Summary: Philippa Foot on Relativism
November 21, 2015
Foot, “What Is Moral Relativism?”
A. What is moral relativism (MR) and what does it entail?
Foot begins by assessing various claims about what the moral relativist is committed to,
largely by means of drawing an analogy to the more plausible relativism about taste. She
thinks that thinking about the analogy with taste can show us that relativism does not fall prey
to some of the common objections raised against it, because it does not entail some of the
things people claim it entails.
(1) Stevenson: Moral relativists interpret any moral judgment about some act X to be a
reporting of a psychological or sociological fact about the reactions that people (perhaps
the speaker, or the agent, or the society to which one or the other belongs) have to it.
Stevenson says this shows MR to be mistaken, because (i) we don’t defend our moral
judgments about acts by pointing out how people react to those acts, but rather by
pointing to features of the acts themselves; and (ii) moral judgments, but not reports of
people’s attitudes, express feelings and attitudes of the speaker, and usually reflect a
desire of the speaker to change the feelings and attitudes of others.
(2) Foot: Stevenson is right that the view he describes (which looks like a kind of
subjectivism) is subject to these defects (or at least to defect (i)). But relativism needn’t
take this form. We’re inclined to accept relativism about judgments of taste, but we
wouldn’t interpret our judgments of taste to be reports of people’s reactions, since (i) we
don’t defend them by pointing to people’s reactions, (ii) we think we can make mistakes
in our judgments of taste, and that others in our community can make mistakes, and (iii)

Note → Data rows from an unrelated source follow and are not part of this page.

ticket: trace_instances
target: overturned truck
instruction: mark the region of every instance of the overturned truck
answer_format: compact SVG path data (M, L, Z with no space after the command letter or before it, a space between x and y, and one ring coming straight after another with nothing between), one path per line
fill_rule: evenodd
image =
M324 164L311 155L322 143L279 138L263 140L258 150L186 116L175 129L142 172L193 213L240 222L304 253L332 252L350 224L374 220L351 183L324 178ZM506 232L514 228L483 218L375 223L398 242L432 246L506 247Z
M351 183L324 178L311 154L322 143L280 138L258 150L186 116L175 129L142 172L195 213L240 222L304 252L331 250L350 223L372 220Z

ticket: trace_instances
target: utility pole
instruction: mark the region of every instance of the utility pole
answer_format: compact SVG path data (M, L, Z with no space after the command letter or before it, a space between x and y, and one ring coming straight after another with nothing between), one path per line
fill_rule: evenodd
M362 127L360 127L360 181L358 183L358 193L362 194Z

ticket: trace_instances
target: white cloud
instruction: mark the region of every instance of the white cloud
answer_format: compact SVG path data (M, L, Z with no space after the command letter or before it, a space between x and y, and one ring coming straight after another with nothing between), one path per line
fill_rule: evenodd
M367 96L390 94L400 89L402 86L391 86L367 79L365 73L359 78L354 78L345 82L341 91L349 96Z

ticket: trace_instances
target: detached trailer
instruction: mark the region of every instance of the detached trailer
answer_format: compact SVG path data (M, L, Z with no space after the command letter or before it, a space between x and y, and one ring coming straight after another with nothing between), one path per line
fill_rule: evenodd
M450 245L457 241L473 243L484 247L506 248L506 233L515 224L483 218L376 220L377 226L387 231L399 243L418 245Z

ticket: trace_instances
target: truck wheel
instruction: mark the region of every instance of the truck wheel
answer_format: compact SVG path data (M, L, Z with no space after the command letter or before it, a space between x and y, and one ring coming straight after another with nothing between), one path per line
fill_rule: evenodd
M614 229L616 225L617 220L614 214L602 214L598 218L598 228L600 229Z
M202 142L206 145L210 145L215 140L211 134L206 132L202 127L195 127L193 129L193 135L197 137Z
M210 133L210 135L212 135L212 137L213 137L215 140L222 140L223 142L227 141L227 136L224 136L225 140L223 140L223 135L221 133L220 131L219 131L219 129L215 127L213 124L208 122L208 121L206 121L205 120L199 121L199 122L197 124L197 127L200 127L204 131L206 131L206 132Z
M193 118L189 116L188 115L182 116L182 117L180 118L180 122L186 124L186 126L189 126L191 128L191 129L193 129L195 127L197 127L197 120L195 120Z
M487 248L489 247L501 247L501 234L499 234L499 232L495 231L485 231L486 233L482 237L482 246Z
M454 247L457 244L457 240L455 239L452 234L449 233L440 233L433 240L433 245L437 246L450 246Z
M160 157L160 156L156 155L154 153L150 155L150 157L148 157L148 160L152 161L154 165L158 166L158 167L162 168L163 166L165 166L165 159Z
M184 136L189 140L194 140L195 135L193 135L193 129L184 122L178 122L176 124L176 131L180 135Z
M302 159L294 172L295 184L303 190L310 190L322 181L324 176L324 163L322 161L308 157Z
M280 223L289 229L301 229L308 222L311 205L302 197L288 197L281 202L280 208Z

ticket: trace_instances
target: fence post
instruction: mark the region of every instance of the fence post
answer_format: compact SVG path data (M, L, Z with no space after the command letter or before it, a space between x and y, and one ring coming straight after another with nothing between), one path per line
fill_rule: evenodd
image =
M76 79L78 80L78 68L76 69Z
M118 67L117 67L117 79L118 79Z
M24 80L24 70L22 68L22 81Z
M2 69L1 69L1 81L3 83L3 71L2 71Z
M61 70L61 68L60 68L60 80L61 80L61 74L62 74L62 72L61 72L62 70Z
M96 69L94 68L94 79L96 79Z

we think we can show others who belong to our community that some judgment of taste
is the correct one.
(3) Why think we accept relativism about taste? (i) there is wide-spread disagreement
between cultures about such matters, and (ii)we acknowledge that while we might
reasonably debate about matters of taste within a community that shares a common basic
standard, there is no way to resolve disputes about taste between different communities
that embrace very different standards:
“It is empty to say of the judgements of another group whose reactions are very different from ours that their opinions are wrong. Our own discussions of these matters of “taste” implicitly evoke the standards set by our paradigms on our way of going on from them, and here we can speak of right and wrong. But if we are talking of the views of another society we shall speak of what is true by their standards and by our standards, without the slightest thought that our standards are “correct.” If the ancient Mexicans admired the looks of someone whose head had been flattened, a proposition not about this admiration may have been true as spoken by them, though it is false as spoken by us.” (p. 188)
(Question: Should we be relativists about taste? Do we think we can’t criticize the tastes
of other communities, or of our community as a whole? Are there other options?)
(4) Question: In those situations in which the differences in the applications of concepts
between different societies are so widespread and irresolvable as to make relativism
tempting, why are we so confident that at different times and in different places the
judgments are about the same thing? (pp. 186-7) For relativism about a given area of
discourse to be plausible, we must be able to understand people as employing the same
concepts even if there are limitless variations in the way people are inclined to apply it.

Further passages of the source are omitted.